Arriving at school bright and early, I was greeted to the scene of Year 4 girls dressed in self-created convict costumes, milling around, bubbling like fizzy drinks with colourful backpacks fitted on their shoulders. Our bus ride to The Rocks was filled with excitement, and in what seemed like the blink of an eye, we reached our destination and began our tour of The Rocks. I learned an abundance of interesting facts. At one stage, we stood at the highest point of The Rocks, where all those years ago people could see the ships of the First Fleet arriving. I was in the character of a convict called John Hudson, the youngest convict boy on the First Fleet. After the activity-packed tour, I was famished. Luckily, I kept my day pack with me to seize the opportunity to eat.

After our tour of The Rocks, we boarded the colossal tall ship, Soren Larsen. I loved hearing stories from Tom, the ship's host. He used to be one of the zookeepers at Taronga Zoo, which I agreed was a marvellous place. He told us an amusing story of an elephant that picked up a little boy and shook him with her trunk. We sang '(We're Bound For) Botany Bay' and had opportunities to go down below deck, where it was quite dim, and it took a while for my eyes to adjust to the new surroundings. The highlight though was when we all watched Mr G and Mr Keating climbing up to the crow's nest! It was hilarious! 

The journey was smooth and the rocking of the ship was subtle, therefore no one was seasick. We piled off the ship at Cockatoo Island, eager to find out who our tent buddies were. My tent buddy and I hit it off straight away, chatting and laughing as we ate our afternoon tea. She was helpful and kind and we shared lots of jokes along the way. We did a tour of the island, and I glimpsed three eggs in a seagull's nest! I also learnt that two prisoners, Fred Ward and his wife Mary Bugg, escaped from Cockatoo Island.  

Dinner and dessert were scrumptious, and we finished the night by the campfire, which warmed me like a hot bath. I was already feeling drowsy as we walked back to our tents. My head hit the pillow that night with a rush of relief. It had been an exhausting but thoroughly enjoyable day.

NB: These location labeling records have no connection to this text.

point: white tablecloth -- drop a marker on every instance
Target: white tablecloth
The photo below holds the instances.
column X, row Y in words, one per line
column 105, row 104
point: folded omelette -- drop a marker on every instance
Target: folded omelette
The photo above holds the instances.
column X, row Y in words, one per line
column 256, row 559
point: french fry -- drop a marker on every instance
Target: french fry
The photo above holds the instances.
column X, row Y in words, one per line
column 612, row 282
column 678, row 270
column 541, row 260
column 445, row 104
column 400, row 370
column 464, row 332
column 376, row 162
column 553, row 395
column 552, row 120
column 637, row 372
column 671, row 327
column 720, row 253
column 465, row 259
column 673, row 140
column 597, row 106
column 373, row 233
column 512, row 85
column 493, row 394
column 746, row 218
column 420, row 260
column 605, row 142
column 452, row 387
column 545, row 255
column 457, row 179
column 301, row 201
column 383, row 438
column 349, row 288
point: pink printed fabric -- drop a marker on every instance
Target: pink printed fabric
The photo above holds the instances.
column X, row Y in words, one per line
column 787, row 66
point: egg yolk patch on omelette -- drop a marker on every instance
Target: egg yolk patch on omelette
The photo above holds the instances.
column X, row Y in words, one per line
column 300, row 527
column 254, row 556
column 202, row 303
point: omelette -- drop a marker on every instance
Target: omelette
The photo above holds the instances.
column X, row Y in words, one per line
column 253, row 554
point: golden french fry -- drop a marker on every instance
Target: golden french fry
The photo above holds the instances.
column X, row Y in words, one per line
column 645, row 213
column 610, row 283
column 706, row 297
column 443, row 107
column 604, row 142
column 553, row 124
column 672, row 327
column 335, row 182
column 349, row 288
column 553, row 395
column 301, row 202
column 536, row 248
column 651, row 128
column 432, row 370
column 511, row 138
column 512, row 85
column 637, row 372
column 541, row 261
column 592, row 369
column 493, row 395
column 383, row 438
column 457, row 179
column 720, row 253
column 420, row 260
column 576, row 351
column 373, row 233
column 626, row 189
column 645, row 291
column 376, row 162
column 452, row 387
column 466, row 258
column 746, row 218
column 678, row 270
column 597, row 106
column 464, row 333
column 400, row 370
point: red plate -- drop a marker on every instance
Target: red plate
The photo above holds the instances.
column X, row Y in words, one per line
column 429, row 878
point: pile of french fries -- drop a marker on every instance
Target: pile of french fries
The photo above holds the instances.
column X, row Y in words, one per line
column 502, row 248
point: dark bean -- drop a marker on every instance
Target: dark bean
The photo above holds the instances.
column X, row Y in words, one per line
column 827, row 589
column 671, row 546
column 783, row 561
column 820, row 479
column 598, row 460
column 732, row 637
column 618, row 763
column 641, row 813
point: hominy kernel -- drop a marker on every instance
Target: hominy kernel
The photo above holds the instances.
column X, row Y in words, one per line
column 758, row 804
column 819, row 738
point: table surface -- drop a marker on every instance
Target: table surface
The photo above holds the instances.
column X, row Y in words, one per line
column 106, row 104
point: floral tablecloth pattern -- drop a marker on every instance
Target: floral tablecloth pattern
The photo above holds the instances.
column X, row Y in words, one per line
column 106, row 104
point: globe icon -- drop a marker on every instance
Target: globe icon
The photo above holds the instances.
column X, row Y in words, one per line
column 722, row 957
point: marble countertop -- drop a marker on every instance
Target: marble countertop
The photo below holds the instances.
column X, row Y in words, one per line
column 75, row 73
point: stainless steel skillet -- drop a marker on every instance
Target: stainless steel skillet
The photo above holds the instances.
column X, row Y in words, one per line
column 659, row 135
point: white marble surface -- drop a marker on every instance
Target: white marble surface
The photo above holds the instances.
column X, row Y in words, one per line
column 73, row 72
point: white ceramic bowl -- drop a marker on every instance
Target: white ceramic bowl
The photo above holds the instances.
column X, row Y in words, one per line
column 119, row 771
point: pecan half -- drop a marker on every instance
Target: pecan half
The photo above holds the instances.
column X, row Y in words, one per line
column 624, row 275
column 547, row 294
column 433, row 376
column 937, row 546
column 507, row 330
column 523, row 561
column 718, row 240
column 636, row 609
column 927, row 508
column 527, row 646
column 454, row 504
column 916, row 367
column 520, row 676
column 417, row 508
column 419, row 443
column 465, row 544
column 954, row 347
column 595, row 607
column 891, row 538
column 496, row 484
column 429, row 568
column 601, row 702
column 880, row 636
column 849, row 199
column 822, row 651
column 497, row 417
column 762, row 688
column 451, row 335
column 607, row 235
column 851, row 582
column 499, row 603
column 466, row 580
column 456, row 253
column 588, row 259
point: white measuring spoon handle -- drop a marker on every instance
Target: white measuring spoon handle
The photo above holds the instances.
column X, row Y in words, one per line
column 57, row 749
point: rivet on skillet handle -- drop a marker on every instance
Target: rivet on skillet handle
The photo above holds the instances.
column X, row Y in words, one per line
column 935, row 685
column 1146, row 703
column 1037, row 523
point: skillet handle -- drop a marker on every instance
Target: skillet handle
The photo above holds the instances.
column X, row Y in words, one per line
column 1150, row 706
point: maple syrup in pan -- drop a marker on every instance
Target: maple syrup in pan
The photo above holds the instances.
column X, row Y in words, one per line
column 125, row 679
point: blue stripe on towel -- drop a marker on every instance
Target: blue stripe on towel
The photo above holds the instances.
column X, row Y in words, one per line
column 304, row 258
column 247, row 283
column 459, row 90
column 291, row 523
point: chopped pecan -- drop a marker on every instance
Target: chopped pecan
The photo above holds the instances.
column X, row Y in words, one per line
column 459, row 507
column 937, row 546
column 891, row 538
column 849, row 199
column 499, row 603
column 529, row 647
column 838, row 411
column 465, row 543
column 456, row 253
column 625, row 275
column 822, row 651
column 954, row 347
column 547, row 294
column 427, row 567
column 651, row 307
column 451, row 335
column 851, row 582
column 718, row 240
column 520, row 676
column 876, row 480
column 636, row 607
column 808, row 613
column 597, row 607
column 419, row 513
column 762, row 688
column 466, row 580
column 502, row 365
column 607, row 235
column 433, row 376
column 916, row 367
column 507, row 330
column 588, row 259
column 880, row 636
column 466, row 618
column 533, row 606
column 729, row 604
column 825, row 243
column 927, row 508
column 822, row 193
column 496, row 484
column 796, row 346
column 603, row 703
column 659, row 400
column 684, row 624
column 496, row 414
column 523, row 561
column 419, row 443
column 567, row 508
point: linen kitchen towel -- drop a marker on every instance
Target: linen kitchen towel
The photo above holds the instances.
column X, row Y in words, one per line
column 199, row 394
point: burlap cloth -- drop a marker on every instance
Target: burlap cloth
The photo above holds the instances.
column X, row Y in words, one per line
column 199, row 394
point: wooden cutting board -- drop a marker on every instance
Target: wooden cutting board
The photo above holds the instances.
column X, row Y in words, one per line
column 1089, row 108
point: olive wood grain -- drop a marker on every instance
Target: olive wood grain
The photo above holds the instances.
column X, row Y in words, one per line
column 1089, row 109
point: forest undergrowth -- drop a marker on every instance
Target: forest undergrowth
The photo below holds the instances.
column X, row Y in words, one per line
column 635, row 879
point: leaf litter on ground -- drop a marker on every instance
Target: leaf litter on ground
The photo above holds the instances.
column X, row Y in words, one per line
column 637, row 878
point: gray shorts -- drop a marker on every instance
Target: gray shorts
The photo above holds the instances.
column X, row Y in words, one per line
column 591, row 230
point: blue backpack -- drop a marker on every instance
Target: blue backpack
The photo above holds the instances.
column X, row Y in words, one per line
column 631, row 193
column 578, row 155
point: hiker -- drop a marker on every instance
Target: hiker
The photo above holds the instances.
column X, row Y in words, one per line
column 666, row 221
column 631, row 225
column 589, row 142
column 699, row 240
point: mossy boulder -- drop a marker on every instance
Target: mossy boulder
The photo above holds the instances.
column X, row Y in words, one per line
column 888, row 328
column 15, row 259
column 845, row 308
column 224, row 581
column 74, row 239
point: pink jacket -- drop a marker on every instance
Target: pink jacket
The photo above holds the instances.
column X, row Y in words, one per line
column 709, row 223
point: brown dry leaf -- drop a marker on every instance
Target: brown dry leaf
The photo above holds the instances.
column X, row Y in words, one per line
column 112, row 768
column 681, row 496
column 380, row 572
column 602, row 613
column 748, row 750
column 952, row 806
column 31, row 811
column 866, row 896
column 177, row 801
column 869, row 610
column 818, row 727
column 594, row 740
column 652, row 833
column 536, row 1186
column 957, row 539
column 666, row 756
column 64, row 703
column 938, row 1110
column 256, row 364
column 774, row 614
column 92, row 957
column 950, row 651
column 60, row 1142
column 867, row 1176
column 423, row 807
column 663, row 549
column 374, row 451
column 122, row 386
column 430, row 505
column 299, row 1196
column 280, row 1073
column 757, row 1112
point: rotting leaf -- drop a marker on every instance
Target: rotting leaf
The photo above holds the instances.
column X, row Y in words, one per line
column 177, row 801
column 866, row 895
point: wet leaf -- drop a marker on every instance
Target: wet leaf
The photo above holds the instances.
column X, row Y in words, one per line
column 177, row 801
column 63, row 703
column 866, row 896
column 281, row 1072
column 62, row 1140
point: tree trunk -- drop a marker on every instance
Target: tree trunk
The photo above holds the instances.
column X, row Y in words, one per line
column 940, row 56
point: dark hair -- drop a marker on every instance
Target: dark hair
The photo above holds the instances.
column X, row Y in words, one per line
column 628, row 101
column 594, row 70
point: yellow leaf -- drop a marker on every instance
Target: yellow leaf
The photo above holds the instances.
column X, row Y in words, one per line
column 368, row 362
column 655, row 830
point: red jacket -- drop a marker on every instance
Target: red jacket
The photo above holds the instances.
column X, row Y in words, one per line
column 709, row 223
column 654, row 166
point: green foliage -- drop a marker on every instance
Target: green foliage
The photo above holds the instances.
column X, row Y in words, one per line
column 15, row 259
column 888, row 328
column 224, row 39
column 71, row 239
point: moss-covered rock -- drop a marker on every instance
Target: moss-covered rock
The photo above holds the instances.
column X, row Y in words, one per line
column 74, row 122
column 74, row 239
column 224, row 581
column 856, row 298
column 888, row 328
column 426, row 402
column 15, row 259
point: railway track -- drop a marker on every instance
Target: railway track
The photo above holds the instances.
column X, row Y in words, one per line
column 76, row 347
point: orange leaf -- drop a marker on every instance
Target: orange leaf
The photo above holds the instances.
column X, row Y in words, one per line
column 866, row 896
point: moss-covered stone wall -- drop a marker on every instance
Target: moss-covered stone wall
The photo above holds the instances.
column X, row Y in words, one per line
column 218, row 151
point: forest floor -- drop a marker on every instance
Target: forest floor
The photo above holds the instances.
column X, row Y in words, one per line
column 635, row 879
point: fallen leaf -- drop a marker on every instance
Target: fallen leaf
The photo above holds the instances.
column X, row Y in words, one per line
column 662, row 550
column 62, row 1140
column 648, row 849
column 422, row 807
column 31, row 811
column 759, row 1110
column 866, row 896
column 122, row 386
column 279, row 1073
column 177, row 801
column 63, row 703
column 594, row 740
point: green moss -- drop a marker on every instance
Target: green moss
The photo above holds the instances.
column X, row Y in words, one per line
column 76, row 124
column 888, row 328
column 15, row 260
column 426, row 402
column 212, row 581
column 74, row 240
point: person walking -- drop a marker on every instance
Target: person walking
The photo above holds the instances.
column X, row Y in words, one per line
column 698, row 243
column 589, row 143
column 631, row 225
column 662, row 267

I didn’t get a very good sleep because the seagulls were squawking all night, but I was perfectly fine to continue our journey the next morning. After devouring a delicious breakfast of bacon, eggs, hash browns and orange juice, we sailed to Elizabeth Farm. There we experienced what life was like as real convicts. Putting on blue aprons and white frilly bonnets, we pretended to work as servants for John and Elizabeth Macarthur. We worked in the kitchen, ground spices, and even washed some clothes outside. It was all immensely intriguing.

After our Elizabeth Farm visit, we rode a few blocks to St John's Cemetery, the oldest cemetery in Australia. Our tour guide's explanations were exceedingly interesting and included the story of a woman who died of a broken heart! Her eight kids had extremely ruthless diseases that killed them all. Tragically, one child was only a few months old when he died. 

Even though I almost felt reluctant to leave as we were nearing the end of our convict journey, I was content to be back in the comfort of my sweet home. I thought back to what an awe-inspiring time we had away. I learnt so much more about the First Fleet and the Eora people and loved making new friends.